Combining Oblivious Pseudorandom Functions
Sebastian Faller, Marc Fischlin, Julius Hardt, Julia Hesse
Published in to appear at Eurocrypt 2026, 2026
An oblivious pseudorandom function (OPRF) is an interactive protocol between a client and server, where the client aims to evaluate a keyed pseudorandom function for a key held by the server, without revealing its input. OPRFs are a versatile tool for enhancing privacy, inciting extensive research and standardization efforts in this area. The round-efficient 2Hash-Diffie-Hellman OPRF is widely deployed, but unfortunately, it is prone to quantum attacks. The search for post-quantum alternatives started in 2019 and is currently more disputed, with several candidates on the table.Given the lack of test of time of post-quantum OPRFs and their underlying cryptographic assumptions, hybridization can help mitigate risks in this interim period. Most preferably, we want to combine existing classical deployments like 2HashDH with post-quantum candidates. However, analogous two-party settings like oblivious transfer, where both parties have security requirements, indicate that combining OPRFs might be trickier than it is for hashing or encryption. In this paper, we give combiners for OPRFs with minimal overhead over the combined schemes.

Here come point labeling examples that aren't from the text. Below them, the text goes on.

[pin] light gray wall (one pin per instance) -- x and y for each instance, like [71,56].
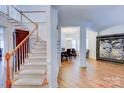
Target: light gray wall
[91,36]
[118,29]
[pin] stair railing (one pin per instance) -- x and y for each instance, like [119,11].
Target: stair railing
[19,53]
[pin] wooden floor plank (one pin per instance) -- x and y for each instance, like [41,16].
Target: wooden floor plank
[98,74]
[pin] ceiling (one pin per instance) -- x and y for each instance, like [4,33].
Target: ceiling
[99,16]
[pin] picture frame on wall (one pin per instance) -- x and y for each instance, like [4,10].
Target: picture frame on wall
[110,48]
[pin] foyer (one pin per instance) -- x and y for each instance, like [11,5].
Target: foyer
[33,42]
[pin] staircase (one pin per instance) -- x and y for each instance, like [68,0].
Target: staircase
[33,71]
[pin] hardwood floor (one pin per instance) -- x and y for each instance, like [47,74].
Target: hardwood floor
[96,75]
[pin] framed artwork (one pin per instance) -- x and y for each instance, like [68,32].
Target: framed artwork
[110,48]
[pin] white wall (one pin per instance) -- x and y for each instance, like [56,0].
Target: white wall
[70,33]
[113,30]
[91,36]
[52,39]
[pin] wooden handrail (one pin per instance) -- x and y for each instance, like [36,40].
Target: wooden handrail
[14,50]
[8,55]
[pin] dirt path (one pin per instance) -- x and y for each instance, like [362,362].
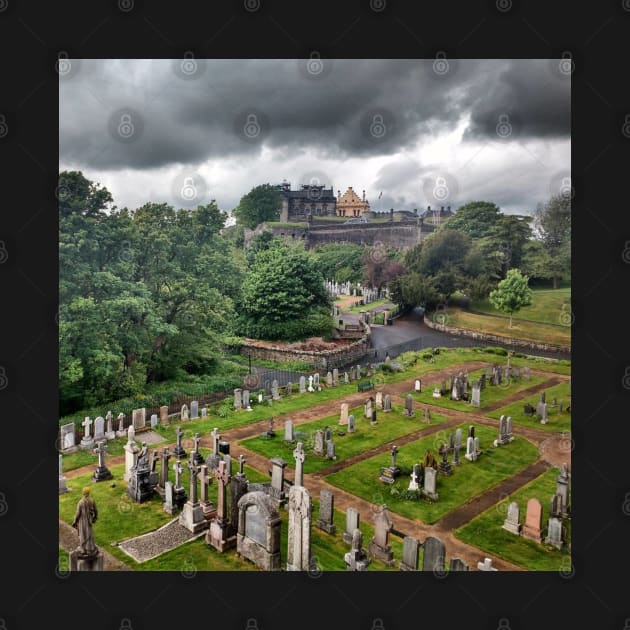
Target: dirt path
[69,540]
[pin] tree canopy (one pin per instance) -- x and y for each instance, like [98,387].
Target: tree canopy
[284,295]
[260,204]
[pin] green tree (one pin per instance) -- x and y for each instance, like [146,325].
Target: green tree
[260,204]
[340,261]
[284,296]
[511,294]
[552,225]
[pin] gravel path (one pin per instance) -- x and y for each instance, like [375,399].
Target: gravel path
[153,544]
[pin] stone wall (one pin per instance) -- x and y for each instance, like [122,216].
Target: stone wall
[320,360]
[399,234]
[498,339]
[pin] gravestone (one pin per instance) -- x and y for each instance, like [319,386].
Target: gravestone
[352,523]
[411,554]
[179,451]
[486,565]
[367,408]
[434,555]
[318,447]
[471,453]
[110,434]
[562,488]
[99,429]
[276,491]
[430,483]
[139,418]
[326,511]
[192,516]
[68,437]
[299,456]
[209,511]
[543,415]
[101,473]
[63,488]
[476,394]
[356,559]
[511,523]
[169,498]
[379,400]
[533,521]
[87,442]
[288,430]
[164,415]
[343,417]
[299,545]
[330,450]
[131,452]
[195,455]
[408,411]
[218,534]
[258,536]
[275,394]
[379,546]
[554,533]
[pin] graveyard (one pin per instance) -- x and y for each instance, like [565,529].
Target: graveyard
[365,471]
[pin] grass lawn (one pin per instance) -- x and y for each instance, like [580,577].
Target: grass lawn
[369,307]
[489,395]
[120,518]
[557,421]
[486,530]
[531,331]
[546,306]
[390,426]
[414,366]
[467,481]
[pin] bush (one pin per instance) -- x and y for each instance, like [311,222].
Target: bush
[496,350]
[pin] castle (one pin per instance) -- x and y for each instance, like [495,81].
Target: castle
[315,200]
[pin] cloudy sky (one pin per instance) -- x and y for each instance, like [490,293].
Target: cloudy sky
[415,132]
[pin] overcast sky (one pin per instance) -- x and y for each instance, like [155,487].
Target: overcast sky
[416,132]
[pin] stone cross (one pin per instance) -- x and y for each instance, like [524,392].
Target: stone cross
[222,476]
[192,467]
[299,456]
[177,467]
[164,467]
[215,441]
[86,424]
[100,451]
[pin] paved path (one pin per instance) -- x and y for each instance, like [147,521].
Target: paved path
[553,451]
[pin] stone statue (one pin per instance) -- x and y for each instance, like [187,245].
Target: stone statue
[84,517]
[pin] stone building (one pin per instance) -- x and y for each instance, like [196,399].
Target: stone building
[311,199]
[350,205]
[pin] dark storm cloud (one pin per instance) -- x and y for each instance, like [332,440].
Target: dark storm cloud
[531,95]
[370,107]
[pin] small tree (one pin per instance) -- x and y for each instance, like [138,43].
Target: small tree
[512,293]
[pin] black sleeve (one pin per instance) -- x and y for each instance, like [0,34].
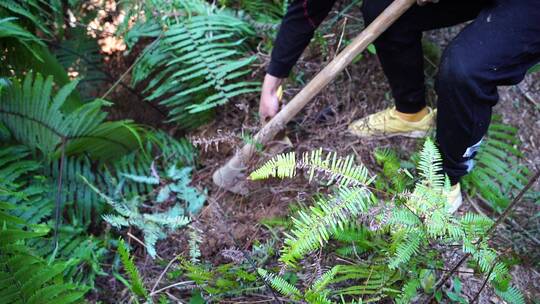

We also formally prove that 'ideal' combiners, i.e., ones that do not make additional assumptions on how an underlying OPRF may break, cannot exist. Our constructions avoid this theoretical result by assuming the underlying OPRFs to satisfy certain statistical guarantees. Crucially, these extra conditions are satisfied by both the 2Hash-Diffie-Hellman OPRF and the currently most efficient post-quantum candidates, rendering our results suitable for upgrading existing deployments with quantum-safe guarantees already today.